ROGER KIMBALL: Trump Fans vs. Trump Supporters: Which Group Are Polls Really Counting?

It doesn’t matter that many of Donald Trump’s positions are ridiculous, incoherent, or both. They tap into a current of emotion composed partly of anger, partly of impatience, and partly of fear.  People are angry at the inability or unwillingness of their elected officials to bring about the changes they were sent to Washington to accomplish. They are fearful, rightly, about the destruction wrought by seven years of Barack Obama on this country: the degradation of our military, the low esteem in which the rest of the world holds America, the regulatory burden that has stymied our economy, pustules of Islamic terrorism which Obama refuses even to name. These and other results of Obama’s disastrous reign have instilled great anger and great fear in large swathes of the American public.

It’s not acknowledged, not yet, by the folks who think that The New York Times or MSNBC or CNN are sources of news rather than outposts of the DNC press office, but it is nevertheless a palpable fact about America circa 2016.

The question for Trump is whether his many fans are convertible into reliable supporters.
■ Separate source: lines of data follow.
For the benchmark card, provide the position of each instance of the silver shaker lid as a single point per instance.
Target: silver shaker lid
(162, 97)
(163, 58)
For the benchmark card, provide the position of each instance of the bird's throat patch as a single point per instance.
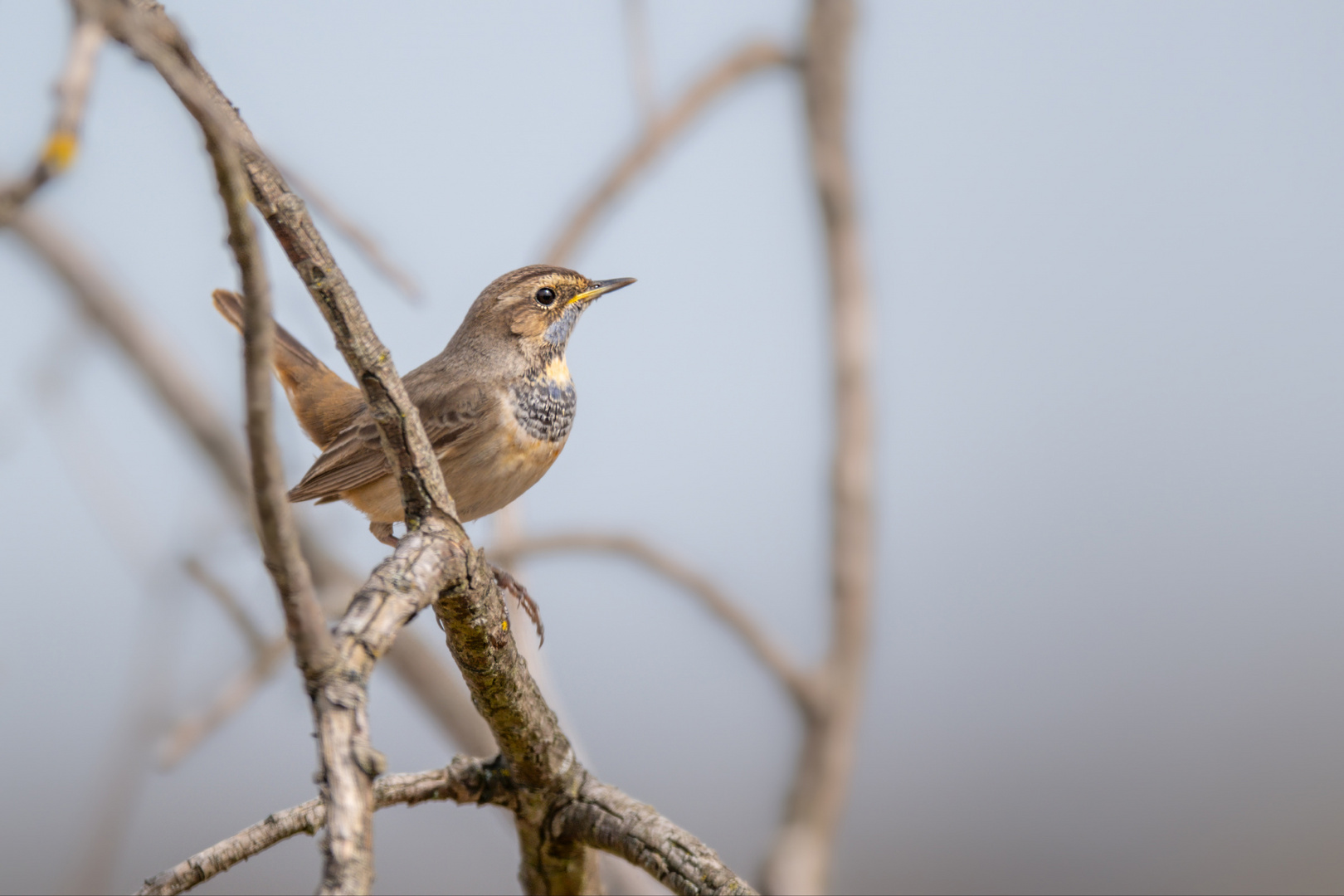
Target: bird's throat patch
(543, 406)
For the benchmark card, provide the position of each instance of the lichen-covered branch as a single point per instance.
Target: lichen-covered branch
(71, 99)
(606, 818)
(435, 558)
(464, 781)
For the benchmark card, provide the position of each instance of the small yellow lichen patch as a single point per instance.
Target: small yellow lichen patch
(61, 151)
The polls measure the former. I am not at all sure that they are a reliable guide to the latter. And that is one reason that I suspect that Ted Cruz’s recent bump in the polls is more significant that Donald Trump is quite willing to admit. He half-admitted it last night, it is true, when he allowed that he had gone birther on Ted Cruz only because Cruz had suddenly been doing “a little better” in the polls.
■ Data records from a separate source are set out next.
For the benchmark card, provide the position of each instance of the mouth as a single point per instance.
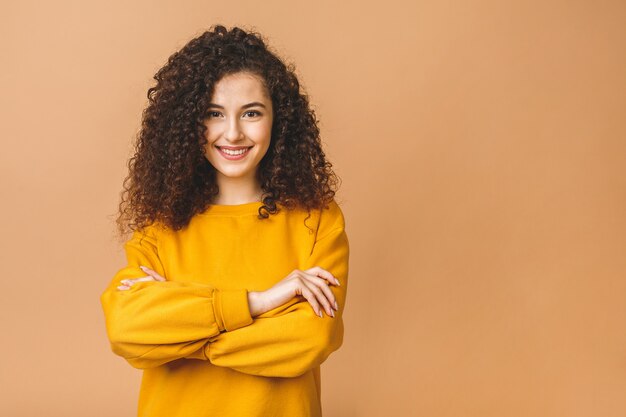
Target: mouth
(233, 153)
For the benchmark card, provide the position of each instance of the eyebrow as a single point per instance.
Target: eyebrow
(245, 106)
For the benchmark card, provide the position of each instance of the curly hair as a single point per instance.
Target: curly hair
(170, 179)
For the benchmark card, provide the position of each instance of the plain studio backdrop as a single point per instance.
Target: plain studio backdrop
(482, 149)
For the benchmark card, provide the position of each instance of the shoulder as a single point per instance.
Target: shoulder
(331, 218)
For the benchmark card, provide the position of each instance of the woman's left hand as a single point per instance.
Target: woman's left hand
(152, 276)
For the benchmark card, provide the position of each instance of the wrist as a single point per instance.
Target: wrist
(255, 303)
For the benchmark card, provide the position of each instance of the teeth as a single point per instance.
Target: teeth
(237, 152)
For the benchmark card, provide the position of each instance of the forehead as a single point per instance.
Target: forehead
(239, 87)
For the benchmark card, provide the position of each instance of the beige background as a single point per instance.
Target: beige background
(482, 148)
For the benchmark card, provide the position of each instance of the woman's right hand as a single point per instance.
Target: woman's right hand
(312, 284)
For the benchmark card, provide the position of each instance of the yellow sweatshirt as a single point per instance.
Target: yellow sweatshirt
(201, 352)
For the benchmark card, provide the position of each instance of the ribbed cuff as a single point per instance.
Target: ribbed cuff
(231, 309)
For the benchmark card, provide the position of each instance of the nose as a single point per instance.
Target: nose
(233, 130)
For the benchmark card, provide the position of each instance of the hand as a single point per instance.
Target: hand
(152, 276)
(312, 284)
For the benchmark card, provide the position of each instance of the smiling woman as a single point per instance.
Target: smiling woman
(238, 135)
(237, 268)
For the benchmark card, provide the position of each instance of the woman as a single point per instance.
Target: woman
(237, 267)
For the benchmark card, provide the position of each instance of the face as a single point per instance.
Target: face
(239, 125)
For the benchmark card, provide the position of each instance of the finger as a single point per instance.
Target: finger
(319, 271)
(152, 273)
(310, 297)
(320, 297)
(322, 284)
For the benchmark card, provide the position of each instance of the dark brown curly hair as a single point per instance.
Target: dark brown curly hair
(170, 179)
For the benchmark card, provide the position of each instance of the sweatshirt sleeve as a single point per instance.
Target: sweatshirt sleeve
(156, 322)
(296, 340)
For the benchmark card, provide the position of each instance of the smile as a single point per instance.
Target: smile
(233, 155)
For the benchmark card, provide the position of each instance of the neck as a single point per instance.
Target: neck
(234, 191)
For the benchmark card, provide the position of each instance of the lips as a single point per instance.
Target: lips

Are Trump’s “many fans are convertible into reliable supporters?” We’ll know soon enough. But it’s entirely possible that by bringing the full fire of the New York media (read: outposts of the DNC press office) down upon his head, Ted Cruz’s “New York Values” line might just resonate enough to allow him to end-run Trump, and to carry him through the early primaries. Or not — in any case, as far as who is left with a viable shot in the primaries, to borrow from a Photoshop I did for Roger Simon around Thanksgiving…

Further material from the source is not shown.